Several signals will determine the actual trajectory.
Antigravity 2.0 SDK adoption. Google launched Antigravity 2.0 on the same day as Spark — it’s the developer-facing version of Spark’s underlying execution stack (VM execution + MCP tool surface). If third-party developers start building ambient agents on Google’s harness, it means Google is doing more than shipping a product. It’s defining the runtime for a new class of software. The Firebase/Android history offers a useful reference point here.
Whether coding agents and consumer agents converge. Claude Code has Routines, Codex has Automations, Cursor has Background Agents — all daemons in coding contexts. Google took the same logic and ported it to consumer contexts with Spark. If these two lines eventually merge (e.g., Claude Code Routines start supporting Gmail and Calendar access), the category boundary between “coding agent” and “consumer agent” dissolves, leaving only one dimension: what systems your agent can access.
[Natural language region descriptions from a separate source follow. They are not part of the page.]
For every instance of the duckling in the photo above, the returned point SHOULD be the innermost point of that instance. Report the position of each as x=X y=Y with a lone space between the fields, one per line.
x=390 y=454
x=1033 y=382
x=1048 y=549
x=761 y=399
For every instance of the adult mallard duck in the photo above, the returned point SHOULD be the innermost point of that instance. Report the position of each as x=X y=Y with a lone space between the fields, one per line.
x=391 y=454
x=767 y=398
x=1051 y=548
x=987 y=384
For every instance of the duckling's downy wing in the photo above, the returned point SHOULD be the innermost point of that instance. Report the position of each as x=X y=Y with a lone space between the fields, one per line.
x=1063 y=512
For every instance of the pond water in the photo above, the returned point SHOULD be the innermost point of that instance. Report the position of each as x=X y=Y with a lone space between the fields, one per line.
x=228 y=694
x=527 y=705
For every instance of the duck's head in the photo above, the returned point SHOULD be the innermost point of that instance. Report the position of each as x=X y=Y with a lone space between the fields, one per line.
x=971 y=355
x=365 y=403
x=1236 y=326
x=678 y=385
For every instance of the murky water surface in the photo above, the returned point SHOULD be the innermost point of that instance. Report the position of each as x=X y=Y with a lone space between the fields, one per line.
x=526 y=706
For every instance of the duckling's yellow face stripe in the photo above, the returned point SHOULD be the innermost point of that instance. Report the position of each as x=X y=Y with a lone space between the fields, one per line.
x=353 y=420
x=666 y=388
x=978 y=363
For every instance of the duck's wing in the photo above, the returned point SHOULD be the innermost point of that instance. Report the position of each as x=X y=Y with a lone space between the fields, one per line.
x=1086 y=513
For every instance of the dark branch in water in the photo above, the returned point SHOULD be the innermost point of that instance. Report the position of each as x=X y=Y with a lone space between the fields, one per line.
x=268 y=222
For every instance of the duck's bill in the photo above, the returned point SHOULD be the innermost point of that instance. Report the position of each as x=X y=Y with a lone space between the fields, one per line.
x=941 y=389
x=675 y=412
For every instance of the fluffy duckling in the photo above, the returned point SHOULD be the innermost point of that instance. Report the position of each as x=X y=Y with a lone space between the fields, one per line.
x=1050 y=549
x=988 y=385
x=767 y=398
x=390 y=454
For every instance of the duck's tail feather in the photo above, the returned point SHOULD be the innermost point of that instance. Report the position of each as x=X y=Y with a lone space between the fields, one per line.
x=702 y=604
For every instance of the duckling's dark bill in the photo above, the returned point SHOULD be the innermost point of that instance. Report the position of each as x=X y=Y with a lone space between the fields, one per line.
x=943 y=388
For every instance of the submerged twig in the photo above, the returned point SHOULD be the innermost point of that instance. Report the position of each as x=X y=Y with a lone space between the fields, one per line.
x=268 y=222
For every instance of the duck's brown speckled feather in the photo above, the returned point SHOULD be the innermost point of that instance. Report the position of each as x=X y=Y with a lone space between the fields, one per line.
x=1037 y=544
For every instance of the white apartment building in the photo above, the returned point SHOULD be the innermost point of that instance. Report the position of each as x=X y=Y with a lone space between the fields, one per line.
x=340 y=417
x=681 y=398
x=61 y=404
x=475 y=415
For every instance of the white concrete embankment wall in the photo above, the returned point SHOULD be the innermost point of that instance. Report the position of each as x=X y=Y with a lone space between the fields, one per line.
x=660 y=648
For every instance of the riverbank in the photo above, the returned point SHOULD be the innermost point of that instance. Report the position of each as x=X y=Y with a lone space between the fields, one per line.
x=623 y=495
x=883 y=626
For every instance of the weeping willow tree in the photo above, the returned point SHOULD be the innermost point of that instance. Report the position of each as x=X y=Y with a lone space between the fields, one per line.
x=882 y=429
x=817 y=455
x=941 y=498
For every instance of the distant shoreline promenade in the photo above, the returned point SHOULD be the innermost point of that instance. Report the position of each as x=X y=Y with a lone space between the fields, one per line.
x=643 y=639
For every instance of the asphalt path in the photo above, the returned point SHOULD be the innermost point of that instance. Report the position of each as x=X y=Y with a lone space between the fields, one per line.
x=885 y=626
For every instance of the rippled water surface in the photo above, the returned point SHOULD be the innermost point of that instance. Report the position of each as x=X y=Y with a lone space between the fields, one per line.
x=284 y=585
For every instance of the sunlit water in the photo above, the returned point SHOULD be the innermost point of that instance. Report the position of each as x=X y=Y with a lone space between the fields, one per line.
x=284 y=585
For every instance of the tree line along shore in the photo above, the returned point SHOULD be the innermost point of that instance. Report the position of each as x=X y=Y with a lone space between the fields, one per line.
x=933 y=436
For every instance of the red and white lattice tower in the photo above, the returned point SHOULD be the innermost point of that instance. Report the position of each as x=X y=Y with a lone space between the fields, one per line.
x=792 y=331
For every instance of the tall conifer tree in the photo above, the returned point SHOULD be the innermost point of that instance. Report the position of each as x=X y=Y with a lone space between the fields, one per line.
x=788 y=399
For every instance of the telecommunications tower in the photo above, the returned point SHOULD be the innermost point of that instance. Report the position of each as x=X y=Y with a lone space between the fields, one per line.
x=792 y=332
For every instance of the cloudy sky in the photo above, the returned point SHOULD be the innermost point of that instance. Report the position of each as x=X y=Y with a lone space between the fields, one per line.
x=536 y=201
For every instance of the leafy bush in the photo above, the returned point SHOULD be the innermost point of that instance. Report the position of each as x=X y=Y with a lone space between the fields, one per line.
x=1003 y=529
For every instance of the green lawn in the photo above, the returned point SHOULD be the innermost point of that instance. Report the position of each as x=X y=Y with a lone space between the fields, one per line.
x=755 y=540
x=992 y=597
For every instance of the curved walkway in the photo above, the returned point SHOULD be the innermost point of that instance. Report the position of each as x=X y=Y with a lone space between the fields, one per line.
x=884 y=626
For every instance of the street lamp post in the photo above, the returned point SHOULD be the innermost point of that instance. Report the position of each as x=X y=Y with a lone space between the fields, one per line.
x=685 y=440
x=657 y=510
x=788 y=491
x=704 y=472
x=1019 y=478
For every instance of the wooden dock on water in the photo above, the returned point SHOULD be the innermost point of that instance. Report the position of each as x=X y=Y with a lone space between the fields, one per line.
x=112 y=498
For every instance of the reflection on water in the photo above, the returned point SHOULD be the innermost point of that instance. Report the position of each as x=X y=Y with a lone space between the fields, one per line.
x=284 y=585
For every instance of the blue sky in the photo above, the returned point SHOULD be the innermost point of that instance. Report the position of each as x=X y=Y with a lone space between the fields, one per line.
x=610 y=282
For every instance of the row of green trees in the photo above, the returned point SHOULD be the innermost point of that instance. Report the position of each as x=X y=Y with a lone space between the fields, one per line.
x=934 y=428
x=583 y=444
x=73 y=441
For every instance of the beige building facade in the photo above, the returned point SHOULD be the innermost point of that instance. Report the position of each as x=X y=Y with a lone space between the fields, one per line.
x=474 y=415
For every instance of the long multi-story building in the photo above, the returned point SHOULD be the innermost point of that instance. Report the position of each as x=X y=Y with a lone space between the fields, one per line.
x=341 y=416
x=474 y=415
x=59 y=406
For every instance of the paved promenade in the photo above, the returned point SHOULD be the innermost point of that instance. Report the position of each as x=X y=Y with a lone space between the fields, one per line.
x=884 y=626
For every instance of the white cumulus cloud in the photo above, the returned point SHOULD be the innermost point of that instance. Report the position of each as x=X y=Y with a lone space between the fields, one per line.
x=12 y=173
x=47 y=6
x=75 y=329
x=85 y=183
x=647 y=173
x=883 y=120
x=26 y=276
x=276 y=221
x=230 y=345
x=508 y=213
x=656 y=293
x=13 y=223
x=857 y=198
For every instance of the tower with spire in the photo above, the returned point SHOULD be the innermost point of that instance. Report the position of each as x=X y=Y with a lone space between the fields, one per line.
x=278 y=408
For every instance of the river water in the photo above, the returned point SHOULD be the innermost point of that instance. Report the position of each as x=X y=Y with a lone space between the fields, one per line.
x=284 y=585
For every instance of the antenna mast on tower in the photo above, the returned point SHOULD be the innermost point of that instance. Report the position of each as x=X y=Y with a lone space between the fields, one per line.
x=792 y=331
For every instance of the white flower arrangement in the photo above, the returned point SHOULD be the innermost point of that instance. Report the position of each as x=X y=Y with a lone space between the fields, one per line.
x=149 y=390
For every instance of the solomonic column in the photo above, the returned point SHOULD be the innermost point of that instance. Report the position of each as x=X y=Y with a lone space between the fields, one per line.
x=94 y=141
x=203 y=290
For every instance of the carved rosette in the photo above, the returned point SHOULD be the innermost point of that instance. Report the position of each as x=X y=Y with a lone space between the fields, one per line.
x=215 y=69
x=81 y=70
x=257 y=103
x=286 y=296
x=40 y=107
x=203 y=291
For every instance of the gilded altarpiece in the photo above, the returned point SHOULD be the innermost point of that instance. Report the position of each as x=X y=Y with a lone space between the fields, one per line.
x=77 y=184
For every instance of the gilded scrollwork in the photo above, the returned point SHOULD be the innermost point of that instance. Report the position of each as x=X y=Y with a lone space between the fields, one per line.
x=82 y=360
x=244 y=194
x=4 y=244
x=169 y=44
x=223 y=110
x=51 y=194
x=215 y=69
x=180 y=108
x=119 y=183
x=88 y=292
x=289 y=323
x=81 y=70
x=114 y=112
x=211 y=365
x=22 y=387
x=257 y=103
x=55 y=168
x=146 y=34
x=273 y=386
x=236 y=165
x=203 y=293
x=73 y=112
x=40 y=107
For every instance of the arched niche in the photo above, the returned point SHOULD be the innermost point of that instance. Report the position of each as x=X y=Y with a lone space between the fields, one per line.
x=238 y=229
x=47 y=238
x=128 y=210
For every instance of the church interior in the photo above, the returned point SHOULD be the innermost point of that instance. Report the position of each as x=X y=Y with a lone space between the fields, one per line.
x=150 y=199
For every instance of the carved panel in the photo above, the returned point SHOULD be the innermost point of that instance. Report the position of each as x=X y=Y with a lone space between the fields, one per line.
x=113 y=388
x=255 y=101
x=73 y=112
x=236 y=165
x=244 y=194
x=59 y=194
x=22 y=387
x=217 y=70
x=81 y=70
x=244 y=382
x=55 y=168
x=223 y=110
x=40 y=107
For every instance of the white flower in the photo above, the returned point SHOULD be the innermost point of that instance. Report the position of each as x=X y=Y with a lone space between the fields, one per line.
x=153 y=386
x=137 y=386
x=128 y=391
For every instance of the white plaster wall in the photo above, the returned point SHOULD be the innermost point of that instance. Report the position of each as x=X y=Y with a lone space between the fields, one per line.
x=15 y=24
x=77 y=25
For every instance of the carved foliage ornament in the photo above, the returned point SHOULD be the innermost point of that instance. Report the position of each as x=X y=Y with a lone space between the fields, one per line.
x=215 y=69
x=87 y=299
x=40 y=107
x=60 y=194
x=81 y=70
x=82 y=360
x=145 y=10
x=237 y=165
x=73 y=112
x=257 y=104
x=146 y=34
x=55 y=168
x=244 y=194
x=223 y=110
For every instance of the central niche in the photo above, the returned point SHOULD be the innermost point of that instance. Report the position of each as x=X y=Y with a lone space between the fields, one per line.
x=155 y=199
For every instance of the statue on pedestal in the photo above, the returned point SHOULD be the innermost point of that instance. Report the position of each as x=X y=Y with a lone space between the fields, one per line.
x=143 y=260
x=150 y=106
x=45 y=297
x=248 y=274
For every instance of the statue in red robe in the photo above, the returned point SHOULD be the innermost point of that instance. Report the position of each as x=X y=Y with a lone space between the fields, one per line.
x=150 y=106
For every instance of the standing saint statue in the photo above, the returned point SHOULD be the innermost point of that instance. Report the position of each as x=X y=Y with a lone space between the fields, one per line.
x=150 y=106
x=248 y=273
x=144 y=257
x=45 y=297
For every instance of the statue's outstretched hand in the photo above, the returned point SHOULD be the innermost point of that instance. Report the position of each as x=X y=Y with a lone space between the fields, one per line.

Standardization of trust mechanisms. Every platform currently defines its own agent permission model and data boundaries. As cross-platform agent operations grow (Spark is already connecting to Canva, OpenTable, and Instacart via MCP), the lack of a universal agent permission standard increasingly becomes a bottleneck. Agent2Agent and MCP complement each other on this layer, but they solve the problem of agent-to-agent communication, not the trust contract between agents and users.
Gemini Spark being “first” doesn’t matter. What matters is that it changed the question from “can AI work in the background” to “what product form, trust framework, and execution environment does background-working AI need.” Every major platform is answering this question, just from different starting points. Google starts from Workspace, Anthropic from code repositories, OpenAI from developer tools, Apple from device privacy. Their endpoints may converge on the same place: an agent you don’t need to actively open, but that knows when you need it.